The young prince sat up and met her eyes, “I have an alternative offer however.” he stated boldly. “Dinner. And in that a reason for you to be out that doesn’t look like avoidance.” he smiled slightly and tilted his head nervously, “Though I admit my intentions are not entirely selfless.” he was not going to pretend as convenient as it might have been this wasn’t a date he was suggesting.
“Synthskin isn’t as strong. I don’t have the resources that Claremont does and I don’t like owing people,” Robin replied, avoiding the more emotionally fraught parts of the conversation. She considered the offer and for a moment, Kam thought she’d refuse.
“There’s a Chinese place around the block. One of my favorites. I’ll give you a few minutes to change and meet you there,” Before Kam could comment, or before Robin could change her mind, she dropped from the four story roof without another word.
Kam opened his mouth to reply but was cut off by her exit and he smiled softly to himself. If she wasn’t ready yet to share her reasons so be it, they would instead share a meal. To his mind that was a very good start. He dropped in the alley soundlessly and once sure it was clear quickly retrieved his civilian clothes and changed tucking the costume carefully into his backpack before slinging it over a shoulder and following around the corner to the restaurant she’d suggested. If he played his cards right she might even let him pay, despite not liking to owe people.
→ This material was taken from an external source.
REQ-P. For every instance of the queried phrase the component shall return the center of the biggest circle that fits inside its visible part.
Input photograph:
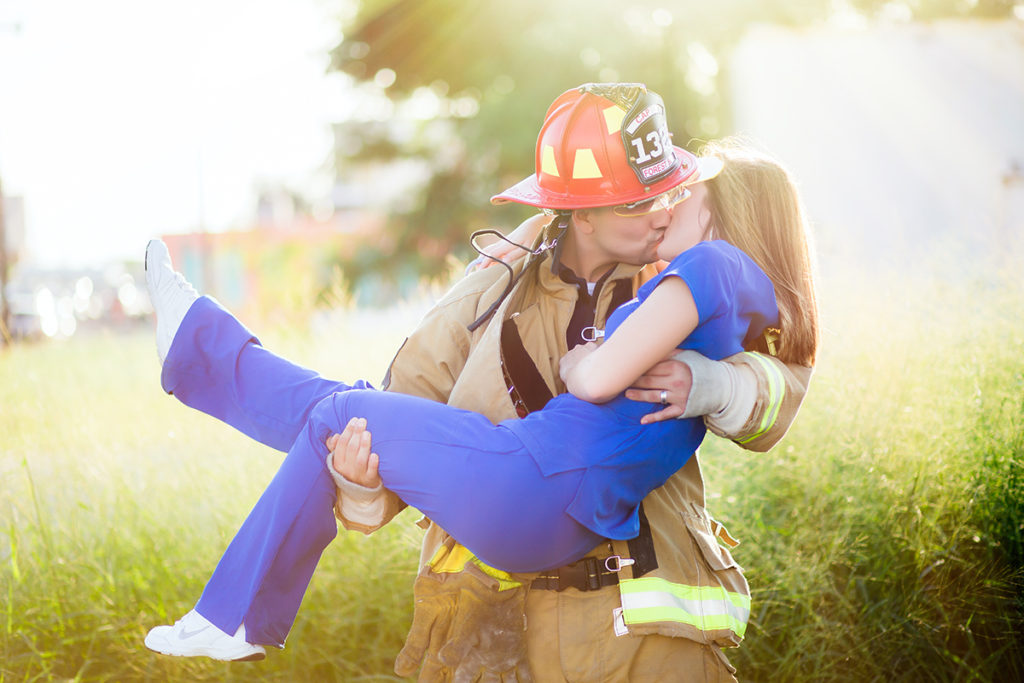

It was a slow burn, but Kam was both patient and persistent. Occasional deviations from crime fighting for meals, eventually a movie not under guise of surveillance, progress was made. By the time April rolled around he was comfortable with a slightly bigger ask. Prom.
Thus he arrived at the appointed hour, the limo drawing some looks from passersby in the Fens was to be expected. It was however unlikely to be associated with the private investigation firm with offices in the building perhaps a developer, or an extravagance for a local that hit a big score. He strode confidently to thumb the buzzer and announce his arrival and all that was left was the waiting.
And wait he did. It took Robin not very much time to dress, but it took her far longer to go downstairs and open the door. Jumping in front of bullets? No problem. Putting herself out there emotionally, though, that was far harder.
Finally, Robin opened the door herself, looking just a little uncomfortable. The dress was a simple one, a soft dove grey that made her eyes seem even more brilliant. It fastened high around her throat but left her back and arms bare. The skirt draped down to her ankles but was flowy enough that Robin didn’t feel she’d be at a disadvantage in a fight. It was Claremont after all. She’d even weathered the salon to have her curls woven into box braids threaded with silver. Robin didn’t wear any jewelry - she didn’t even own any - but the silver of her prosthetic glittered under the light.
“Uhm, so…” Robin asked, spreading her hands in front of her skirt. “This okay?”
Kam grew increasingly nervous and had to work through a few breathing exercises as he waited to keep from fidgeting or pressing the buzzer again. He knew she was here and she’d come down when ready. When the door opened a smile bloomed on his face unbidden. He met her eyes and replied, “It’s perfect.”